####  ADMN5016 Assignment 
####  Proof of Concept for Machine Learning Application  


####  Business Analytics, St Lawrence College - Kingston  

####  Saranya Rajasekhar Nair 
####  Elvis  Ramirez - Student ID: 4354150                    

## I. About the Problem Statement ✔️

This study aims to provide precise insights into the current salary trajectories within the data science realm by examining the complex interconnections among various factors. and we leverage the dataset, containing information such as work years, experience level, employment type, job title, salary details, employee residence, remote work ratio, company location, and company size, to create a machine learning model. Based on the provided data profiles, this model will be specifically developed to accurately predict salaries for different job positions. 

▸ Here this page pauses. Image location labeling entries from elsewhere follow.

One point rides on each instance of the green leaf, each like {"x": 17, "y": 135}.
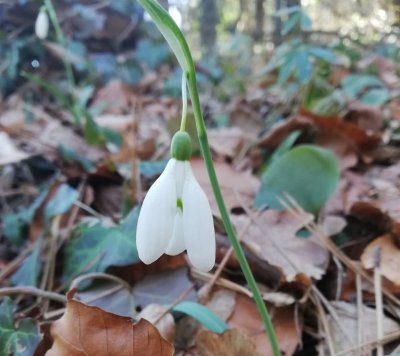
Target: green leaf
{"x": 15, "y": 225}
{"x": 70, "y": 155}
{"x": 19, "y": 339}
{"x": 305, "y": 21}
{"x": 61, "y": 202}
{"x": 202, "y": 314}
{"x": 308, "y": 173}
{"x": 285, "y": 145}
{"x": 354, "y": 84}
{"x": 324, "y": 54}
{"x": 291, "y": 23}
{"x": 28, "y": 272}
{"x": 375, "y": 97}
{"x": 96, "y": 248}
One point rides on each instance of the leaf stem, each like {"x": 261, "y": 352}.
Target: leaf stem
{"x": 205, "y": 149}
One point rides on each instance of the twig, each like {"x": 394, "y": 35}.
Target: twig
{"x": 325, "y": 324}
{"x": 33, "y": 291}
{"x": 296, "y": 210}
{"x": 99, "y": 275}
{"x": 378, "y": 299}
{"x": 360, "y": 305}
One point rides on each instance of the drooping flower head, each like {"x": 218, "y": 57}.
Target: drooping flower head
{"x": 175, "y": 215}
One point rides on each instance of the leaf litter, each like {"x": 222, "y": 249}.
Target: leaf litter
{"x": 315, "y": 271}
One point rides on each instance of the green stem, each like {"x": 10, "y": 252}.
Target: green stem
{"x": 184, "y": 102}
{"x": 179, "y": 46}
{"x": 61, "y": 40}
{"x": 205, "y": 148}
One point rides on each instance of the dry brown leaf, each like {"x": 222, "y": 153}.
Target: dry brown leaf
{"x": 226, "y": 141}
{"x": 366, "y": 117}
{"x": 273, "y": 238}
{"x": 158, "y": 315}
{"x": 231, "y": 343}
{"x": 87, "y": 330}
{"x": 246, "y": 317}
{"x": 389, "y": 257}
{"x": 347, "y": 316}
{"x": 9, "y": 152}
{"x": 233, "y": 184}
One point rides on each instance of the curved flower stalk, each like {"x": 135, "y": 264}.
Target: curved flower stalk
{"x": 181, "y": 49}
{"x": 175, "y": 215}
{"x": 42, "y": 24}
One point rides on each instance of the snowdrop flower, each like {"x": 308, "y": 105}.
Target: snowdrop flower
{"x": 42, "y": 24}
{"x": 175, "y": 214}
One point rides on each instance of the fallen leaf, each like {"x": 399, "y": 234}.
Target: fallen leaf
{"x": 389, "y": 257}
{"x": 10, "y": 153}
{"x": 164, "y": 287}
{"x": 237, "y": 187}
{"x": 88, "y": 330}
{"x": 226, "y": 141}
{"x": 246, "y": 318}
{"x": 366, "y": 117}
{"x": 231, "y": 342}
{"x": 17, "y": 338}
{"x": 159, "y": 316}
{"x": 346, "y": 335}
{"x": 273, "y": 238}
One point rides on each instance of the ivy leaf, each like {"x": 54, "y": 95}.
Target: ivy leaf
{"x": 96, "y": 248}
{"x": 28, "y": 272}
{"x": 20, "y": 338}
{"x": 310, "y": 174}
{"x": 202, "y": 314}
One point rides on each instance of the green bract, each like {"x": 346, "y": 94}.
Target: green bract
{"x": 181, "y": 146}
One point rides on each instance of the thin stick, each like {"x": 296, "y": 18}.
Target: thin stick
{"x": 298, "y": 211}
{"x": 33, "y": 291}
{"x": 378, "y": 299}
{"x": 96, "y": 275}
{"x": 325, "y": 324}
{"x": 360, "y": 306}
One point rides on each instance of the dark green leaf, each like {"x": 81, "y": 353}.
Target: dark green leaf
{"x": 308, "y": 173}
{"x": 324, "y": 54}
{"x": 294, "y": 20}
{"x": 204, "y": 315}
{"x": 28, "y": 272}
{"x": 375, "y": 97}
{"x": 354, "y": 84}
{"x": 17, "y": 339}
{"x": 61, "y": 202}
{"x": 97, "y": 248}
{"x": 15, "y": 225}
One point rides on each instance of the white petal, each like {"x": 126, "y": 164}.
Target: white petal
{"x": 198, "y": 225}
{"x": 177, "y": 243}
{"x": 180, "y": 175}
{"x": 156, "y": 218}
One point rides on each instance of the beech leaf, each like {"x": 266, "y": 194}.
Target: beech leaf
{"x": 89, "y": 330}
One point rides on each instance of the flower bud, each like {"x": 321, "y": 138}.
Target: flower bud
{"x": 181, "y": 146}
{"x": 42, "y": 24}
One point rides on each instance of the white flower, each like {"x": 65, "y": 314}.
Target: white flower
{"x": 175, "y": 216}
{"x": 42, "y": 24}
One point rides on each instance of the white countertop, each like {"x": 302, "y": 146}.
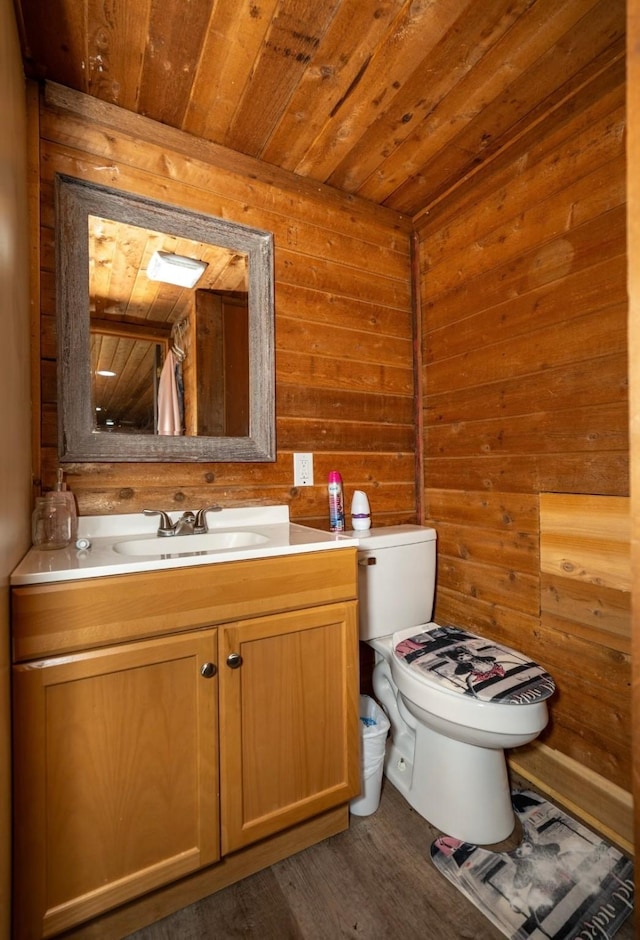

Furthermore, the implementation of this machine learning model can significantly improve a company's process. By utilizing the predictions generated by the model, the company can enhance its salary structuring and decision-making processes. The model can assist in determining competitive compensation packages, optimizing resource allocation, and aligning salaries with industry standards.

## II. Domain Knowledge ✔️ 

#### work_year [categorical] : 
This represents the specific year in which the salary was disbursed. Different years may have different economic conditions which can impact the salary level.

#### experience_level [categorical] : 
The level of experience a person holds in a particular job. This is a key determinant in salary calculation as typically, more experienced individuals receive higher pay due to their advanced skills and knowledge.

#### employment_type [categorical] : 
The nature of the employment contract such as full-time, part-time, or contractual can greatly influence the salary. Full-time employees often have higher annual salaries compared to their part-time or contractual counterparts.

####  job_title [categorical] : 
The role an individual holds within a company. Different roles have different salary scales based on the responsibilities and skills required. For example, managerial roles typically pay more than entry-level positions.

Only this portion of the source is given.